Big wave of relief washes over me. I know that we will have that conversation eventually. But not today. And just when I think he's moved on, he runs out of the room, driving the monster truck down the treacherously steep hand rail and he yells, "plus that picture doesn't show daddy's house. I've got two houses now."

And I've got a really smart kid. 

Monday, November 07, 2011

Weed Whackers*, the Terminator and McMansions 

A friend asked me recently, "what is the hardest part of what you're going through right now?" I thought it was a more novel approach to asking the question, "how are you doing?" when you know that person is going through tough times.

Divorce is hard. Becoming a single mom is hard. Going back to work after many years is hard. Taking care of a house by yourself is hard.

I'm still afraid to use the weed whacker* for fear of accidentally cutting my feet off at the ankles. The ex took the tool box with him. Have you ever tried to screw something together with a butter knife? Not easy. And when one of those million legged hairy creatures runs across the floor, I now have to step up to the role of the (ex)Terminator. I preferred running out of the room with the little dude and sending reinforcements in to deal with the problem.

But really, here's my most honest answer to that question. The hardest part of what we're going through right now is the uncertainty. The hardest part is not being able to picture our lives not only one year from now but even in the coming weeks/months. I try really hard to see the silver lining in all this. When you have to reinvent your life and come up with new dreams, the sky is the limit. Every dream should be that way regardless but when your life suddenly becomes unrecognizable and you have to rebuild from the ground up, the possibilities seem endless. Although I'd like to think of myself as an old home restored rather than a tear down/McMansion. But then again, I digress.

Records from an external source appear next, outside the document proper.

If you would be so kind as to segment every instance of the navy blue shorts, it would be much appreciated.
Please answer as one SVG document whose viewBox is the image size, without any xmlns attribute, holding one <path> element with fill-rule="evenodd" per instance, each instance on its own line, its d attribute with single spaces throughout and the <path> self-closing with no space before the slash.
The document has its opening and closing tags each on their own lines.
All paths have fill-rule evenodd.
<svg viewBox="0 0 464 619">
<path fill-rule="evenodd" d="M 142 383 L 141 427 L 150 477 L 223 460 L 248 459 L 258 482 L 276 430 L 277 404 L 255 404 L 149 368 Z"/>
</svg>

And when all else fails, I recall the yogic mantra of:

You are exactly where you should be, where you need to be ... (or something like that)


* I will admit that I am a stickler about spelling and when I looked up weed whacker vs. weed wacker, well, let's just say I entered into a whole new world of meanings I wasn't expecting. Perhaps I should have just used the term weed trimmer but I liked the alliteration.

Saturday, November 05, 2011

Fast forward 3 years since last post...

Say goodbye to the world you thought you lived in
Take a bow, play the part of a lonely, lonely heart
Say goodbye to the world you thought you lived in
To the world you thought you lived in
"Any Other World lyrics"
Songwriters: Penniman, Michael
The smoke hasn't cleared yet but picture a 40-something year old woman, newly separated, previously known for perfectly iced Christmas cookies, overflowing window boxes which changed seasonally from autumnal gourds and ornamental cabbage in the fall to overflowing petunia grandifloras and sweet potato vine in the spring. Now throw the Martha Stewart wannabe back into the work force during a double dip recession after an 8-year hiatus and watch as she navigates a world that went hi def and digital while she was breast feeding, burping and tending to her veggie garden. Throw in her loveable and quirky 6-year old boy who loves monster trucks, girls, belly buttons and identifying broken stop lights around town (in that order) and slowly you get a taste for what is yet to come.